Thursday, March 5, 2009

Egypt reports 57th human case of bird flu

CAIRO, March 4 (Xinhua) -- An Egyptian boy at the age of two years and eight months has contracted bird flu virus, bringing the number of human case of the avian influenza to 57 in the country, a Health Ministry spokesman said Wednesday.
The boy, Abdullah Nagy Amran, comes from the northern Egyptian governorate of Alexandria, some 220 km northwest of Cairo, the state MENA news agency quoted the spokesman Abdel Rahman Shahine as saying.
The boy showed symptoms after contacting with dead birds on Wednesday, and he is in a stable condition after being admitted to a hospital and given the antiviral drug Tamiflu, said Shahine.
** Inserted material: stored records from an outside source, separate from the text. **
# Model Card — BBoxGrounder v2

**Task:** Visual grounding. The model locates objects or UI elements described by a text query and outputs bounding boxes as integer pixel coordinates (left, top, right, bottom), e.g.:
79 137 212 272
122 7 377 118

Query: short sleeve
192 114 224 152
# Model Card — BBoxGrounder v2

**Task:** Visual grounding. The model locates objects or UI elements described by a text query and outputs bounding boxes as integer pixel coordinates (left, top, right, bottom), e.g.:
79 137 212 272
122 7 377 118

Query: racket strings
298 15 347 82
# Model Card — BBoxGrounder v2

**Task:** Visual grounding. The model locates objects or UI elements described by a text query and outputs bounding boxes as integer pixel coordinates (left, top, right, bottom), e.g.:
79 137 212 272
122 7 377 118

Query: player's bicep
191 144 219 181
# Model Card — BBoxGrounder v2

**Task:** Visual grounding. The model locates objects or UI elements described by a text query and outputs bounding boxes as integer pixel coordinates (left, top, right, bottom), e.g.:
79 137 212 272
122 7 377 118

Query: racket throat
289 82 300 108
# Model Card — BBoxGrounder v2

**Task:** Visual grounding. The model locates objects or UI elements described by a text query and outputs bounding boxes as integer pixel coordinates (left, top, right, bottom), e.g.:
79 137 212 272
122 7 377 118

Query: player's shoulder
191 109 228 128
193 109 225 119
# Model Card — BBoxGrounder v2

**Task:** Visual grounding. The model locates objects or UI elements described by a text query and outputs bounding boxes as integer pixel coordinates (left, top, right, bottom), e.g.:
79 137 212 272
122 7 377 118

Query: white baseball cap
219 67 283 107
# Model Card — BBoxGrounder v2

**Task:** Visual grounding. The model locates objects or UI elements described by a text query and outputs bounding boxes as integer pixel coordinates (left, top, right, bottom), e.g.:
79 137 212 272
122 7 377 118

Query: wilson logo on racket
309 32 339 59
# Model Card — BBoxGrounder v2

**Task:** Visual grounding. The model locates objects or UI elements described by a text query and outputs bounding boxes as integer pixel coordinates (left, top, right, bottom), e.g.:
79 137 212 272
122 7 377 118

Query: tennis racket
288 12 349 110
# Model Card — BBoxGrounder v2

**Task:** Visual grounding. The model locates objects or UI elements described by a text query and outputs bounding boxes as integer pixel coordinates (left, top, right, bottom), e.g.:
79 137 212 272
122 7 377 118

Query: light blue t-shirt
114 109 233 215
This is the second human case of bird flu less than a week in Egypt, where millions of families raise poultry as a source of food and income.
On Sunday, Egyptian Health Ministry confirmed that two-year-old boy Youssef Abdel-Azim from Fayoum governorate, some 85 km south of Cairo, was infected with bird flu virus.
Egypt is the most affected country by the deadly avian influenza outside Asia. It reported its first H5N1 virus in dead poultry in February 2006 and the first human case in March of the same year.
According to the World Health Organization (WHO), some 409 people in 15 countries and regions have contracted the virus and 256 of them died of the disease as of March 2.